Thursday, April 03, 2008
After four days without cold water in the WC and Bathroom, I approached our concierge (жижур) on returning home at 9pm, and she reported same to the council (өнөр хотхон) immediately, using my 'hand-phone' (гар утас). I was amazed to have a plumber (looking rather like Robert de Niro's Harry Tuttle in the movie Brazil) ringing the doorbell at 10pm as I lay in the bath. The following morning he returned, earlier than promised, with a colleague. They replaced a valve, completely blocked with dirt, for the agreed 10 000 togrogs.

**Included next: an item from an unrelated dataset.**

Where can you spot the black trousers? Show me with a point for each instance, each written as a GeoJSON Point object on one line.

As I walked up the hill through Khangai Ger district to work in the morning, a girl stretched out on the roof of her ger smiled at me, her brown back exposed to the morning sun, cleaning the ger roof window with a damp cloth, and for a brief moment, I enjoyed the contrast of the scene set against the industrial backdrop of the factories to the south. There was a queue gathering at the water kiosk next to жаргалант оч цэцэрлэг (Kindergarten), a woman at the head of the line wore a bright blue дээл (Mongolian deel coat) over mismatching pyjama trousers, and others waited with plastic jerry cans on water carrier trolleys. Boys with their full water containers laughed as they ran down hill. I stepped over two discarded syringes on the dirt road as I passed a dumping site near the back of the Trolleybus depot. Somebody meekly said 'Hi' or "саин баин уу" as I passed a shop, where a billiard table was being assembled.
At the college, the road and muddy forecourt is still flooded, reportedly from snow melt. The two mens WC cubicles in the college building are still out of service (after weeks); one blocked, the other without a door, and the female cubicles are in the same room. Burning incense makes the environment bearable.